On October 23, 2013, he was selected to the 2013–2014 preseason All-Patriot League team. On March 2, 2014, he was selected to the 2013–2014 All-Patriot League First Team. He averaged a team-best 15.3 points and 7.5 rebounds. He finished the season ranked first in the league in rebounding, third in scoring, 10th in blocked shots and 12th in free throw percentage. He ranked ninth all-time at Holy Cross in career blocked shots, 10th in games started and 20th in points scored. On March 11, 2014, he was selected to the 2013–2014 National Association of Basketball Coaches All-District 13 first team.

In May 2014, he was the recipient of the Richard J Maloney Award. This award is presented annually by the Holy Cross Varsity Club to the men's basketball player who best exemplifies Mr. Maloney's spirit and energy as a loyal contributor to the program.

In June 2014, he had a pre-draft workout with the Boston Celtics. He was one of six players at the Celtics' practice facility for the seventh workout ahead of the 2014 NBA Draft.

==Professional career==

===Fortitudo Agrigento (2014–2015)===
In August 2014, he signed his first professional contract to play basketball with Fortitudo Agrigento.

===Steaua CSM EximBank Bucuresti (2016–2017)===
In June 2018, he signed his third one-year contract to play for Steaua CSM.

===Telenet Giants Antwerp (2017–2021)===
In March 2020, his season ended early due to the COVID-19 pandemic. He was team captain of the Antwerp Giants from 2019 to 2020. During his time with the team, they won the Belgian Basketball Cup for the first time in 12 years. The 2019–2020 season he became the first player in BCL history to record a game with 20 or more points and rebounds when he had 21 points and 22 rebounds.

===Frutti Extra Bursapor (2021–2023)===
On May 1, 2022, he was signed to a contract extension for the next two seasons. He was one of the leaders of the team that season scoring an average of 11.3 points per game.

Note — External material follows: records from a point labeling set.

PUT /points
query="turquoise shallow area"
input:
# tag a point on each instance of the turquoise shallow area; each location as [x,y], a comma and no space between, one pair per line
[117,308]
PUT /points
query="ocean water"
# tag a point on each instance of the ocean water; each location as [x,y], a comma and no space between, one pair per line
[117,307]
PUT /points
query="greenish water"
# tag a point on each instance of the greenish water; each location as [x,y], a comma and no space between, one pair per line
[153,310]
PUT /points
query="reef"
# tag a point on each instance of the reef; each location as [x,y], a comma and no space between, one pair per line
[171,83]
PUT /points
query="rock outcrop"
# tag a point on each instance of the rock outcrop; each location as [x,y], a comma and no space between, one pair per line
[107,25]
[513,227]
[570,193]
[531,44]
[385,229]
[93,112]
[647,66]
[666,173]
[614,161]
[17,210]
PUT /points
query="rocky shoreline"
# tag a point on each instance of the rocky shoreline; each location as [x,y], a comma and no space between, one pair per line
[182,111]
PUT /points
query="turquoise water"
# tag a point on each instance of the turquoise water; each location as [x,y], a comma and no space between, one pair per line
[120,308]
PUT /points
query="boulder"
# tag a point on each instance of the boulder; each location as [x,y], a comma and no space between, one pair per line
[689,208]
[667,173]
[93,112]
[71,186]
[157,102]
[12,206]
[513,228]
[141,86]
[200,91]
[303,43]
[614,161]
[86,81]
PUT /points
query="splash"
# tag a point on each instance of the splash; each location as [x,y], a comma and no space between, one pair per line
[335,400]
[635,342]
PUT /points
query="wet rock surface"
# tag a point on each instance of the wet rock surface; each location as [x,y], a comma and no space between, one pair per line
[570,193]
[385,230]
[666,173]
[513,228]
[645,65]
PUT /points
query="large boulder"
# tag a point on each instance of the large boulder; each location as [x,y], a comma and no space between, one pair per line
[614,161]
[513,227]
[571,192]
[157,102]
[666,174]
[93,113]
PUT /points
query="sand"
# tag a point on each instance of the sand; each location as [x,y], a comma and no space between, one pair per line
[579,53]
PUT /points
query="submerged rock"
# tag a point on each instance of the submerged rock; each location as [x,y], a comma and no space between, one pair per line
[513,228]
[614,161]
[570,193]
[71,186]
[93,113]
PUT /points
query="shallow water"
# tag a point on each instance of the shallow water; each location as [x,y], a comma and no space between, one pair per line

On November 24, 2022, he earned Most Valuable Player after having a career-best performance that led his team to a road win. He had 30 points, 10 rebounds and 2 assists.

===San-en NeoPhoenix (2023–2025)===
In June 2023, he signed with San-en NeoPhoenix.

===Saga Ballooners (2025-present)===
On June 10, 2025, he joined the Saga Ballooners.

==Personal life==
Dudzinski is the son of Barbara and David Dudzinski Sr. He has a brother and a sister. His father played football at Northwestern University and his mother swam at Northwestern University. His sister, Katy, played volleyball at Wichita State University.